Più che confermare il suo posto ai vertici della scena UK rap, questo disco lo svela in una luce più sfaccettata e personale. Già dalle prime tracce, il messaggio è chiaro: il successo si conquista. L’album si apre conun’esplosione di sicurezza e status. Cench è consapevole del proprio dominio e lo ribadisce con brani che suonano come dichiarazioni di forza, come “GBP” con 21Savage e “Ten”, in collaborazione con Skepta, un gioco di potere tra due pesi massimi di Londra Ovest.
Man mano che il disco prosegue, emergono sfumature più personali. “Top Freestyle” è un momento di autocoscienza che esplora il cinismo dell’industria musicale e il peso delle responsabilità. L’intimità raggiunge il suo apice con “Now We’re Strangers”, una riflessione sincera sulla fine della sua relazione con Madeline Argy. È qui che il rapper si discosta dalle convenzioni della drill e del grime, dimostrando la sua versatilità.

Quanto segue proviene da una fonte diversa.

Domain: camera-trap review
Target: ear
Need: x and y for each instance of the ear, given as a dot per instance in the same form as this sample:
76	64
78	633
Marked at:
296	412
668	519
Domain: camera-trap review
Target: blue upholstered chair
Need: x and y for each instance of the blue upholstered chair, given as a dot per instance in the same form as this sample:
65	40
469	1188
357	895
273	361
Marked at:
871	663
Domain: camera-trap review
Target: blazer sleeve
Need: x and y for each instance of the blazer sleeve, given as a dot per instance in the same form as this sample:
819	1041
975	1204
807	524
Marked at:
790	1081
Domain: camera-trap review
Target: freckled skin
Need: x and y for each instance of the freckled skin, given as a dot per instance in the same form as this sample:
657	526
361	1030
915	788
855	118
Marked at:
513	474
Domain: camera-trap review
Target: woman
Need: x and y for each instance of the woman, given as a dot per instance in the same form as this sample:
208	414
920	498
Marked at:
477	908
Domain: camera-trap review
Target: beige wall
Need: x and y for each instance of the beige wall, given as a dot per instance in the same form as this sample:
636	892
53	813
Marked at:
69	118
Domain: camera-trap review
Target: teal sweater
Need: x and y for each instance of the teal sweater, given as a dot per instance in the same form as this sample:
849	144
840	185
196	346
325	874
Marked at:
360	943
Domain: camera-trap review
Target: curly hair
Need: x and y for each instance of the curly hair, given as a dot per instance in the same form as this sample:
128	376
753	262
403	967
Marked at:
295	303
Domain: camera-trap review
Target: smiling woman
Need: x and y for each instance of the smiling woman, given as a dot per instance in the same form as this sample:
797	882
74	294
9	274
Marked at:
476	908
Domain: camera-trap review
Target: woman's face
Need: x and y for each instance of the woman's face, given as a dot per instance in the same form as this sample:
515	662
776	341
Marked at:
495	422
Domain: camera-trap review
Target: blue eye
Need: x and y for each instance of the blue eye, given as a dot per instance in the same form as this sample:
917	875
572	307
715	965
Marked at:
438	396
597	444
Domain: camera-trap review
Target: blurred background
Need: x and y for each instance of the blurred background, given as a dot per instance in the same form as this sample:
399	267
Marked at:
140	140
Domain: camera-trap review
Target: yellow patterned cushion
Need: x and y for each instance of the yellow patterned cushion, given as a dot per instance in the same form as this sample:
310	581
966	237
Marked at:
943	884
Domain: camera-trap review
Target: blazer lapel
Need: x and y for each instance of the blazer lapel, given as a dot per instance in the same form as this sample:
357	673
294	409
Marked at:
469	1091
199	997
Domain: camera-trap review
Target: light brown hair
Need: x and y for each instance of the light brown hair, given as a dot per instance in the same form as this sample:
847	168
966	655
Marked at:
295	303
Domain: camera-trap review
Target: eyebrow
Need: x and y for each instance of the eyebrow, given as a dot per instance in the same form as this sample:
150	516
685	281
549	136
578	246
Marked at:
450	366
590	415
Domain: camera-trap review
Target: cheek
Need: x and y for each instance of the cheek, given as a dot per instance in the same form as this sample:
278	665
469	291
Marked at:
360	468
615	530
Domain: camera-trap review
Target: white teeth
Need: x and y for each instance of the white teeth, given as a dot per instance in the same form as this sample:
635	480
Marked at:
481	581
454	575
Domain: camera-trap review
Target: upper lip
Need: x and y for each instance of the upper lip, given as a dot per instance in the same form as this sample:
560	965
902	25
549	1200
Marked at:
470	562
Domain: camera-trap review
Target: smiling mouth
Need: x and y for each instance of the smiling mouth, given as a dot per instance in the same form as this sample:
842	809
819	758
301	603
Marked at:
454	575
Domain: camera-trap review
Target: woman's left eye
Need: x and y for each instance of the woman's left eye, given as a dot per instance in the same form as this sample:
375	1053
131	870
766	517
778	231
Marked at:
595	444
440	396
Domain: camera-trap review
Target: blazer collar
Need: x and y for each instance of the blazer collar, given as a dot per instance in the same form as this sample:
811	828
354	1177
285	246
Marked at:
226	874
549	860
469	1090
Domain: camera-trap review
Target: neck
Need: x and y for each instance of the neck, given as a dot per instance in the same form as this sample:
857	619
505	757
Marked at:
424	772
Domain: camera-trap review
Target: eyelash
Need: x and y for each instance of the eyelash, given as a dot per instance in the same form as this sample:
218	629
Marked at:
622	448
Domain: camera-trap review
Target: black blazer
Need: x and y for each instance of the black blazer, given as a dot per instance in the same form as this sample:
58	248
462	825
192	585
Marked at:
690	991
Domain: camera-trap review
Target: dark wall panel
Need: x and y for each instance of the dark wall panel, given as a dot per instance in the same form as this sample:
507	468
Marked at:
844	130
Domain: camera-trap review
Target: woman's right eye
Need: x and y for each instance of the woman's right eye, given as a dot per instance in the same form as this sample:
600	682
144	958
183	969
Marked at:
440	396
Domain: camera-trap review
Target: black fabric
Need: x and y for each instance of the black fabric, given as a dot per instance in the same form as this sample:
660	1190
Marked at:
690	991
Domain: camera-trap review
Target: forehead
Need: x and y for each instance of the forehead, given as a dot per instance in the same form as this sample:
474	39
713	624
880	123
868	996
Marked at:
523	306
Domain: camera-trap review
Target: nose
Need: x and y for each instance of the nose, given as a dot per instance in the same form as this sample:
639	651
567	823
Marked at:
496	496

Verso la fine, il disco oscilla tra conferme e nuovi interrogativi. “Walk-in Wardrobe” e “Must Be” richiamano il sound caratteristico dell’artista, ma “Don’t Know Anymore” cambia le carte in tavola: è un brano di autoanalisi in cui Central Cee si mette in discussione, rivelando dubbi e fragilità che vanno oltre l’immagine pubblica. Qui il rapper si guarda allo specchio e si chiede chi sia davvero, mettendo in discussione certezze che sembravano incrollabili. Èuna chiusura potente, che lascia spazio a riflessioni più profonde sul prezzo del successo.
“Can’t Rush Greatness” non è un disco perfetto, ma rappresenta un passo avanti nella sua evoluzione artistica. Avrebbe potuto limitarsi a consolidare il proprio status, invece ha scelto di raccontarsi con maggiore profondità. Central Cee non ha fretta, ma continua a crescere. E questo album è la prova che la sua grandezza è tutt’altro che un caso.